Cover Art: Sarah Lawrence Magazine
Fall 1937
Editor: Frances Hills Welles ’33
On the cover, Katharine “Kay” Hogle ’34 (in a photograph by classmate Mary Morris Steiner) posed contemplatively with the tools of the graduate student. The lead story recounted her involvement in labor issues, notably the Seamen’s Union, as part of her master’s thesis research at Columbia. “Hogle has become an active champion,” the article read. “She is not content to sit on the sidelines, as many are, and donate to some vaguely realized cause. Kay is DOING something about it.”
Fall 1947
Editor: Jane E. Gillespie
This issue presented the impressively full range of Sarah Lawrence creativity in the visual arts: The center photo display featured sculpture, drawing, painting, architectural design and building-model construction—even a woven suit. The cover concept was by Ezio Martinelli, who taught painting and sculpture at the College from 1947 to 1974, and the image was created by Eve duPont ’48.
Fall 1952
Editor: Jane Lee Jackson
In an article entitled, “To Teach Is to Be Taught,” Joseph Campbell, literature faculty member from 1934 to 1972, wrote: “When I joined the faculty…I thought I knew all about women and nothing about modern education. Now I know all about modern education and nothing about women. This improvement in my condition is the result of having been taught, assiduously, for nearly two decades by from 30 to 40 young women a year…”
Winter 1986
Editor & Designer: Carol L. Cheney ’66
On the Cover: The “Utsu no yama” (“Mount Utsu”) Episode from the Ise Monogatari (Tales of Ise), by Tawaraya Sotatsu (?-1630-?), from the collection of Mary Griggs Burke ’38
Karen Buetens ’86 was among the first students to attend the new Sarah Lawrence at Oxford program in 1985. In an essay on her year abroad, she noted that writing-savvy Sarah Lawrence students “were better prepared for the Oxford educational system than most foreign students.” Her art history tutor “wore high-top sneakers and has one pierced ear. Even though he dressed rather casually for tutorials and tried to make me feel comfortable by offering me coffee and biscuits, I was always terrified right before I stepped into his office.”
November 1979
From 1975 to 1984, the alumnae/i magazine was largely a compendium of class notes, with occasional profiles or other alumnae/i news. This cover shows Nell Minow and David Apatoff, both from the Class of 1974, at their Fifth Reunion—and since married.
Summer 1973
Editor: Elizabeth Lindsey
Cover art : Maureen Paley ’65
“U.S. involvement in Vietnam has officially ended, ex-president Johnson has died, and all the men here are getting their hair cut!” wrote Mary Byrne McDonnell ’75 in an essay, “Sarah Lawrence in Transition.” She wondered if the new look of students might be a manifestation of the end of a “morose, hectic and disruptive” era on college campuses.

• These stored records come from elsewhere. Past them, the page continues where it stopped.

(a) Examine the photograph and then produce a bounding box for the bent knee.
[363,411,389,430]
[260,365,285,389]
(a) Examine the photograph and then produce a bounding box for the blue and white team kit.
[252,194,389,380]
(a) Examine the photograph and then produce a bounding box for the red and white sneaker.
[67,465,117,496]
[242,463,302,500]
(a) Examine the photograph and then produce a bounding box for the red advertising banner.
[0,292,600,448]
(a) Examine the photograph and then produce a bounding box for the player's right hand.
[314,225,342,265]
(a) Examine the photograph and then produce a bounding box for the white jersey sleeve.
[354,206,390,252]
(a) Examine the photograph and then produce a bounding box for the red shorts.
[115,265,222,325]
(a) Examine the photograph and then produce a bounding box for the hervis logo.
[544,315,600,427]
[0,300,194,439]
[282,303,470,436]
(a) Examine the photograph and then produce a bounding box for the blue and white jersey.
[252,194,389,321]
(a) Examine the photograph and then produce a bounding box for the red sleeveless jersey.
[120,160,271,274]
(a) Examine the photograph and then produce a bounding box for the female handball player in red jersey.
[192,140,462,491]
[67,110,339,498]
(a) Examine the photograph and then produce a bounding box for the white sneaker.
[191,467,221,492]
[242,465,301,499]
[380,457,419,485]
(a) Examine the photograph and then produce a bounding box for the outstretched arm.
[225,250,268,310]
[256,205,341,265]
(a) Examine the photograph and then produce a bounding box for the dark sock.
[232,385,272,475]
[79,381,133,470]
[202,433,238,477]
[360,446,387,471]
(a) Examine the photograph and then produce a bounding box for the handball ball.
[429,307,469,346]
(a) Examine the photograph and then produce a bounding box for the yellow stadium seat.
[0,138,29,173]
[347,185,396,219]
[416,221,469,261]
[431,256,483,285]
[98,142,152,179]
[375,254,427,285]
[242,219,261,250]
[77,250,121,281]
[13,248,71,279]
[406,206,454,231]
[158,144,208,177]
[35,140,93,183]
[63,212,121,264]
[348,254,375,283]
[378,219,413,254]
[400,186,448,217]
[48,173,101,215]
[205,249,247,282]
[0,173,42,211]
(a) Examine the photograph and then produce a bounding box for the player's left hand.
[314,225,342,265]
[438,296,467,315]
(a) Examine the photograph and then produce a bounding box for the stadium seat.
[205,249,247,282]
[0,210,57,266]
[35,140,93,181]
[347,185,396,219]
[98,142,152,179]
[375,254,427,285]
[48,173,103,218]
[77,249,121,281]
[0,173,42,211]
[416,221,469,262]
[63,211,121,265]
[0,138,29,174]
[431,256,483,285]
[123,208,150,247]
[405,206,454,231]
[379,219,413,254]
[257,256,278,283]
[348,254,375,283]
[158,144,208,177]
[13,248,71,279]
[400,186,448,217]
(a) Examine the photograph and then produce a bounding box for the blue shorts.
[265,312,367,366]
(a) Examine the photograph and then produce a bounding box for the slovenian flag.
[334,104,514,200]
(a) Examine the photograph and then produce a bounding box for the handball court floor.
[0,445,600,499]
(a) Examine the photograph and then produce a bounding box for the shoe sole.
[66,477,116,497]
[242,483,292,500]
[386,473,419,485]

“While I can say that styles of dressing have changed drastically, they have not all changed en masse to a new sameness. People are beginning to adopt their own styles rather than moving in unison…. Some of the gloom of the tension-filled war years has dissipated, and Sarah Lawrence students, women and men, seem to be enjoying each other and the College much more.”
Winter 1963
Editor: Pringle Smith
Cover picture of Sarah Lawrence students in the snow by Gary Gladstone
For the “Comment” feature, Nina Lapsley ’63 reflected on her junior year at a school in Lucknow, India. She frequently visited the Literacy Village, where adults were taught to read and write. “This, for me, was the most exciting event of modern India. I never dreamed of understanding the new found joy of literacy; but when suddenly, after studying Hindusthani, I was able to read all the signs on the streets of Lucknow, a world was opened to me, too. A million secrets were revealed. I could read!”
Winter 1997-98
Consulting Editor: Gurney Williams III
Associate Editor: Laurence Lippsett
The “Journalism on the Edge” issue included an excerpt from The Triumph of Meanness: America’s War Against Its Better Self, by literature faculty member Nicolaus Mills, about the new harshness—anger, even—in political journalism: “At the center of the new presidential reporting is not deep research or political analysis so much as a combination of personal denigration and character sketch. It is the catchy—preferably incriminating—detail that matters most…The writer invariably defines the president in terms of his personal foibles rather than his policies, thus shrinking the president in stature and putting him in the position of being the writer’s inferior, a figure whom it is easy to patronize.”